Chi sono le galanti del titolo? Pagine sparse, lettere, ombre ed episodi che riaffiorano dal passato e si materializzano a cavallo tra sogno e realtà nella seconda sezione dell’opera, brevissima, un’allegoria in cui l’autore viene scortato di salotto in salotto al cospetto delle sue muse. Galante è l’arte, o almeno lo è stata con lui. Questo libro è l’esito di un dialogo ininterrotto tra le diverse sensibilità di Tuena, che sa essere allo stesso tempo archeologo, saggista divagante, scrittore di letteratura ossessionato dal proprio passato e storico in punta di penna, soprattutto quando si tratta di ricostruire i passaggi di proprietà delle opere dalla loro commissione fino al nostro presente dove tutto è museificato e non c’è più spazio per il collezionismo. Ciò che gli invidiamo è il talento di porre all’arte le giuste domande, di svelare e raccontare i mondi al di là della cornice o del blocco di marmo al cui interno è già presente, anche se in nuce, la scultura. L’esperienza biografica – ricordiamolo: Tuena è figlio di galleristi, con l’arte ci è cresciuto – si lega così all’osservazione e alla critica; la lettura di un’opera figurativa diventa un microfilm, di cui l’attimo ritratto è un singolo fotogramma, una parte che ha un prima e un dopo. Ed è proprio nel prima e nel dopo, quindi in ciò che non ci è dato vedere, che fin da Le Variazioni Reinach (Rizzoli, 2005) si tematizza la ricerca di Tuena, è lì insomma che si definisce il suo rapporto col mondo. La galleria di Ulisse a Fontainebleau, opera di Primaticcio, è un’assenza anch’essa: distrutta e riedificata sotto Luigi XV, raffigurava in un ciclo d’affreschi le avventure dell’Odissea fino al ricongiungimento dell’eroe con Penelope. A partire da una serie di incisioni prese da un olandese poco prima che tutto il patrimonio pittorico della galleria andasse perduto, l’indagine di Tuena sui sentimenti e sugli slanci, sulle motivazioni e sulle paure dei due sposi vivifica il mito, lo scolla dal fondale di una scena già vista e già studiata in abbondanza, lo riduce ai minimi termini – un uomo e una donna, finalmente insieme dopo troppo tempo – e ce lo fa sentire vicino.

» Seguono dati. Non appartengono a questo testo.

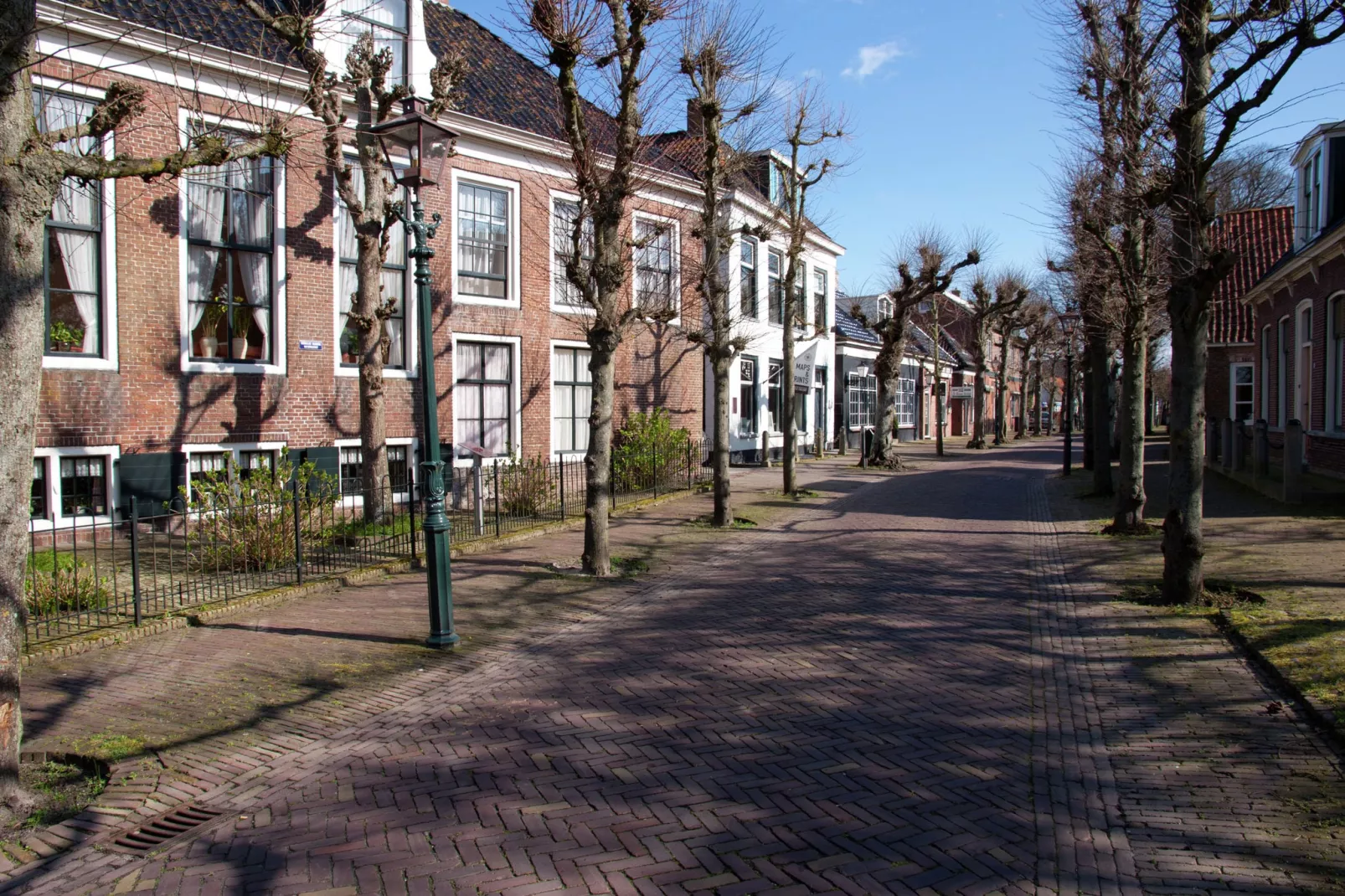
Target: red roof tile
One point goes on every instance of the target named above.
(1262, 237)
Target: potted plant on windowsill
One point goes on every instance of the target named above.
(242, 323)
(66, 338)
(208, 345)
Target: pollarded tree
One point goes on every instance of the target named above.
(368, 202)
(923, 270)
(721, 59)
(989, 304)
(812, 132)
(44, 160)
(1254, 44)
(607, 41)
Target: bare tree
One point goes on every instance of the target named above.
(368, 199)
(721, 59)
(989, 304)
(1251, 177)
(1122, 221)
(39, 163)
(923, 270)
(1254, 44)
(610, 42)
(812, 133)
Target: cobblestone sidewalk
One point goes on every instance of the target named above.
(898, 690)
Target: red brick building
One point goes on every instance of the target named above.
(147, 377)
(1300, 308)
(1260, 237)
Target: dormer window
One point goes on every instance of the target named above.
(386, 22)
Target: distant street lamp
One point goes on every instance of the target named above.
(1068, 323)
(416, 148)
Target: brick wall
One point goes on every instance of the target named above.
(148, 404)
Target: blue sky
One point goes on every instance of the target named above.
(956, 119)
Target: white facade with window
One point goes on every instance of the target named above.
(756, 270)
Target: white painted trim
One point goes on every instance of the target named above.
(513, 297)
(550, 386)
(677, 259)
(279, 279)
(108, 248)
(55, 518)
(515, 394)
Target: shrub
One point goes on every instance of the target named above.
(528, 487)
(64, 588)
(650, 450)
(242, 525)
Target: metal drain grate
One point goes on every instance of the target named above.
(166, 827)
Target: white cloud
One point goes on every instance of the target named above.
(872, 58)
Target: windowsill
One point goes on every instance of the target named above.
(233, 368)
(459, 299)
(389, 373)
(565, 308)
(66, 523)
(77, 362)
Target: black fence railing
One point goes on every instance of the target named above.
(84, 574)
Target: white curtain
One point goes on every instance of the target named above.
(204, 221)
(78, 253)
(252, 225)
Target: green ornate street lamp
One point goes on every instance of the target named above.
(416, 148)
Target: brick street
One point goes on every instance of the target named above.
(903, 687)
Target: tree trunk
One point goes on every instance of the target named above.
(1130, 492)
(24, 205)
(1100, 409)
(1188, 307)
(597, 461)
(978, 412)
(788, 424)
(720, 458)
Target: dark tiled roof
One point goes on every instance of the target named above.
(1262, 237)
(852, 330)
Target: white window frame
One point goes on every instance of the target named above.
(1304, 377)
(1232, 388)
(1283, 328)
(358, 501)
(279, 277)
(513, 295)
(559, 307)
(1265, 377)
(410, 312)
(108, 250)
(550, 381)
(54, 518)
(677, 259)
(1334, 362)
(232, 448)
(515, 394)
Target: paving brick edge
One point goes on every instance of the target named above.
(358, 576)
(1317, 716)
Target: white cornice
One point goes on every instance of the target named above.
(1306, 264)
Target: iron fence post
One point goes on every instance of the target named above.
(299, 541)
(135, 559)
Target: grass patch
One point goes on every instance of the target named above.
(1218, 594)
(109, 747)
(706, 523)
(61, 790)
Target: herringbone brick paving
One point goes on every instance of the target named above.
(894, 692)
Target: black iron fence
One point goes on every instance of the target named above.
(85, 574)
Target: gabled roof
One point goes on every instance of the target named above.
(1260, 237)
(850, 330)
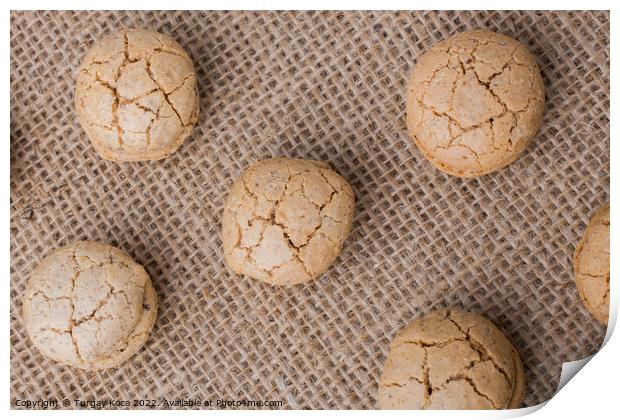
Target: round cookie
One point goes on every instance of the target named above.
(451, 359)
(285, 220)
(474, 102)
(592, 265)
(89, 305)
(136, 95)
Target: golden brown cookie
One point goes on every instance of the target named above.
(592, 265)
(451, 359)
(474, 102)
(136, 95)
(89, 305)
(285, 220)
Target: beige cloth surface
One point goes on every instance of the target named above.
(327, 86)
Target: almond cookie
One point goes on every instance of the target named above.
(285, 220)
(474, 102)
(592, 265)
(136, 95)
(89, 305)
(451, 359)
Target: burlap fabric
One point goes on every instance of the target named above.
(327, 86)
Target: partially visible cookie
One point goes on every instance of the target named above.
(89, 305)
(136, 95)
(592, 265)
(285, 220)
(451, 359)
(474, 102)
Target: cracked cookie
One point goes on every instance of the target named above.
(136, 95)
(451, 359)
(89, 305)
(474, 102)
(592, 265)
(285, 220)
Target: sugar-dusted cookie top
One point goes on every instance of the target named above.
(474, 101)
(89, 305)
(285, 220)
(136, 95)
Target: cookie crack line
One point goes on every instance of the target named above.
(476, 345)
(76, 273)
(463, 377)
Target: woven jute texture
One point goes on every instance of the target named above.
(317, 85)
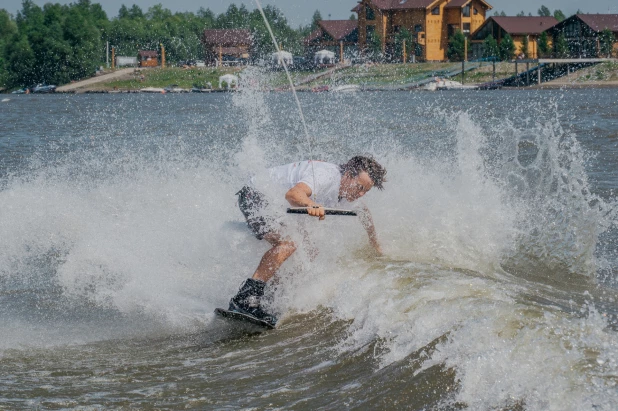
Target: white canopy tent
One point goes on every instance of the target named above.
(324, 57)
(280, 57)
(229, 79)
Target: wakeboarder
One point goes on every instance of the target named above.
(336, 186)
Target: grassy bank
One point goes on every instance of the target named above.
(377, 75)
(161, 78)
(370, 75)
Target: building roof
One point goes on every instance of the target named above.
(523, 24)
(414, 4)
(337, 29)
(227, 38)
(600, 22)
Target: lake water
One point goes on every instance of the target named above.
(498, 288)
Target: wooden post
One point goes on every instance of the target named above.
(493, 77)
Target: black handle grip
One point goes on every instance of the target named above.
(327, 211)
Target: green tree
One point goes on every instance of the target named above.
(8, 29)
(543, 45)
(490, 47)
(20, 61)
(123, 13)
(456, 47)
(136, 12)
(562, 46)
(559, 15)
(606, 42)
(506, 48)
(544, 12)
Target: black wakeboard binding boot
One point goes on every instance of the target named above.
(248, 298)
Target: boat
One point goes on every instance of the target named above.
(153, 90)
(43, 89)
(175, 89)
(443, 84)
(346, 88)
(319, 89)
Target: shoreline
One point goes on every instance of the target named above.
(374, 77)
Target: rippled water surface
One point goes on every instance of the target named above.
(498, 288)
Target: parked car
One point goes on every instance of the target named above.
(43, 88)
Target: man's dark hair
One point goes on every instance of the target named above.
(358, 164)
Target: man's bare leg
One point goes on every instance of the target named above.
(273, 259)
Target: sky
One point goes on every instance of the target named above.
(299, 12)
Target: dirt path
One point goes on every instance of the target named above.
(103, 78)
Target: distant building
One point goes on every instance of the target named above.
(335, 36)
(148, 58)
(123, 61)
(222, 46)
(517, 27)
(432, 23)
(582, 33)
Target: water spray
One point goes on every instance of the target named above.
(300, 109)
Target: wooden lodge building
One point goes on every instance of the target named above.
(227, 45)
(583, 32)
(431, 22)
(517, 27)
(148, 58)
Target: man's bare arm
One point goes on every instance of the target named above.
(367, 222)
(300, 196)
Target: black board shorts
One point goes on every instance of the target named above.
(253, 204)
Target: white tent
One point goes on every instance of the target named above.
(229, 79)
(280, 57)
(324, 57)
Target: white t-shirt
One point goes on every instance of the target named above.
(325, 185)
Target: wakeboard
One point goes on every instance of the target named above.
(237, 316)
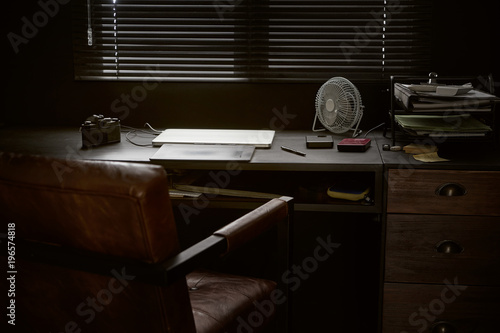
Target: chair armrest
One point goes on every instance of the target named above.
(170, 270)
(254, 223)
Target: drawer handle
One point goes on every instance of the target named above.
(451, 190)
(443, 327)
(449, 247)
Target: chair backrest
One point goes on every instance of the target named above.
(111, 208)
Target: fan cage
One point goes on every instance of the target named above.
(339, 107)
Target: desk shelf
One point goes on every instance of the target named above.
(308, 189)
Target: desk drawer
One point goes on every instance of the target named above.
(419, 248)
(418, 307)
(443, 192)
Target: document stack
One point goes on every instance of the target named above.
(444, 110)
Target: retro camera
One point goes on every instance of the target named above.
(97, 130)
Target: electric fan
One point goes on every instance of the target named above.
(338, 106)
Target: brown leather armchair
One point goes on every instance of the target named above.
(96, 250)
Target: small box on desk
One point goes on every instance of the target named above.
(351, 144)
(319, 141)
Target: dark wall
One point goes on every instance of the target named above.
(41, 89)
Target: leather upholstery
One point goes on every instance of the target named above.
(128, 203)
(118, 209)
(215, 296)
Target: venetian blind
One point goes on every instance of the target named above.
(250, 40)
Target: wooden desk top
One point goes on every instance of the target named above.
(66, 143)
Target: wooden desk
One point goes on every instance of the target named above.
(338, 287)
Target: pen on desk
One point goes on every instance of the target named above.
(293, 151)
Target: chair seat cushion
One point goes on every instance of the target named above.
(229, 303)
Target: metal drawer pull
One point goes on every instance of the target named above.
(443, 327)
(449, 247)
(451, 190)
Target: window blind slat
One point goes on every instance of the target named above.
(251, 40)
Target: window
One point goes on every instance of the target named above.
(251, 40)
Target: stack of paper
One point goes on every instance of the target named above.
(447, 126)
(431, 101)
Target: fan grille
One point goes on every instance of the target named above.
(338, 105)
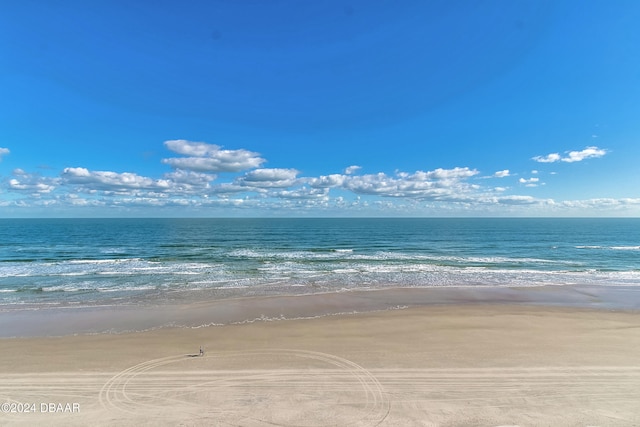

È questa sua vena da personal essay che fa delle Galanti un’autobiografia per opere d’arte e non un banale catalogo: la passione di una vita intera messa al servizio della letteratura, per cui la contemplazione del bello, del mito o del perturbante è soltanto il primo passo di un discorso ben più denso. Innestata sull’arte, e sulle ricadute che l’arte ha sull’autore, la letteratura riformula la vita. E Tuena, che come tutti noi è magnificamente assoggettato alle proprie ossessioni, ci racconta la vita nel “margine di variabilità” dello scontro sempre incerto tra passato e futuro, proprio lì dove si insinua la letteratura: cortocircuito.